Isle Royale National Park reintroduction?
New study suggests lynx may once again do well at site
LANSING — Can the Canada lynx return to Isle Royale and survive there?
The most likely answer is “yes,” according to a new study of the feasibility of reintroducing a predator that’s been gone from the national park in Lake Superior since the 1930s.
There is a high potential for a successful lynx reintroduction to Isle Royale if the animals are appropriately monitored and managed, according to a research team from the National Park Service and the University of Minnesota Duluth. Most likely they’d be brought in from Ontario.
Bringing back the lynx means “Isle Royale could continue its long and storied tradition as a site that leads to a better understanding of wildlife ecology and conservation,” the study said.
Wolves, which are currently the top-tier predator species on the island, arrived there in 1949. Since then they have been decimated by inbreeding, disease and harsh winters. With only two wolves now believed to be surviving, there’s ongoing debate about whether the Park Service should relocate wolves onto the island.
“The wolf plan/environmental impact statement in still in progress. We expect to have the final decision late this fall or early winter,” said Elizabeth Valencia, the Isle Royale National Park cultural historian. “The preferred alternative, identified in the public review draft earlier this year, is to bring in wolves.”
Daniel Licht, the lead author of the new study and a Park Service regional wildlife biologist, said conflicts between wolves and lynx on the island are unlikely because they eat different animals. Wolves eat moose and deer while lynx prefer snowshoe hares and sometimes squirrels.
The two species coexist in arboreal forests — dense, lush wooded areas with mature tree canopies — in other parts of North America, including Canada and Alaska, he said.

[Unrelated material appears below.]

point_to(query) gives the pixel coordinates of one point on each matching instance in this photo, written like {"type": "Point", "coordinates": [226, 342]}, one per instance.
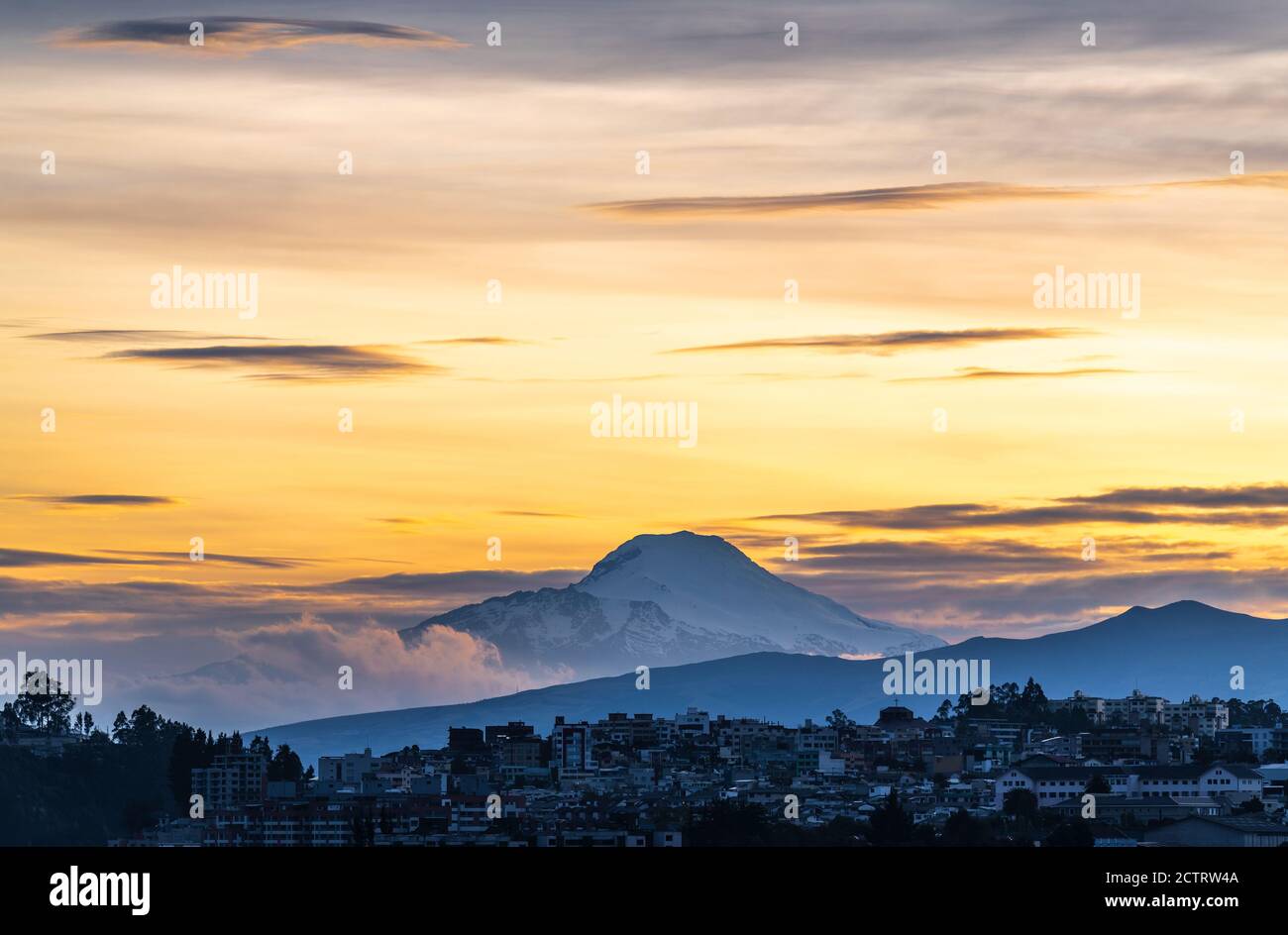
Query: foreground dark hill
{"type": "Point", "coordinates": [1176, 651]}
{"type": "Point", "coordinates": [668, 600]}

A 2016 Park Service feasibility study reported, “Wolves are likely dominant over lynx. However, the degree and type of interaction between the two species is mostly unknown and probably negligible.”
Whether the Park Service should reintroduce the lynx is a separate question for scientists, natural resource managers and policy makers.
The study estimated that the island could support about 30 lynx, based on its population of snowshoe hares. Other research estimated that the island could support as many as 44 lynx.
Because 99 percent of Isle Royale is a federally designated wilderness where motorized vehicles, hunting and trapping are banned, lynx wouldn’t be at risk of death from hunters or collisions with motor vehicles, according to the study published in “Natural Areas Journal.”
That contrasts with the experience in Colorado, where lynx were reintroduced in 1997. There, firearms and vehicles are blamed for 32 percent of known lynx deaths. Plague — a disease absent from Isle Royale — caused 7 percent of the known deaths.
Caribou and lynx were originally the largest mammals on the island, but caribou were wiped out in the 1920s. Another predator, the coyote, colonized the island in the 1900s but disappeared in the 1950s.
Moose colonized Isle Royale in 1909, and the most recent survey by Michigan Technical University estimated their number at 1,600.
The new study said the island’s former lynx population may never have been self-supporting but could have sustained itself as more migrated across the ice bridges from the mainland, improving genetic diversity.
It’s unlikely but not impossible that lynx would be able to return to the island without human intervention, the study said. That’s because ice bridges between Isle Royale and the Minnesota shoreline about 14 miles away are significantly less common than in the past, although there was one in 2015.
In fact, Licht said, there have been occasional reported lynx sightings since the 1940s, most likely animals that arrived over ice bridges but either returned the same way or died on the island.
If lynx were brought back, periodic introduction of additional animals might still be necessary to maintain viability of the population the study said.
According to the study, introduction of one male and one female every 10 years would dramatically increase the probability of the species’ long-term survival there and reduce inbreeding.
That makes “intuitive biological sense,” the researchers wrote, but added that such a timetable should change if monitoring finds undesirable levels of genetic diversity. If that happened, more lynx brought in from the mainland could refresh the gene pool.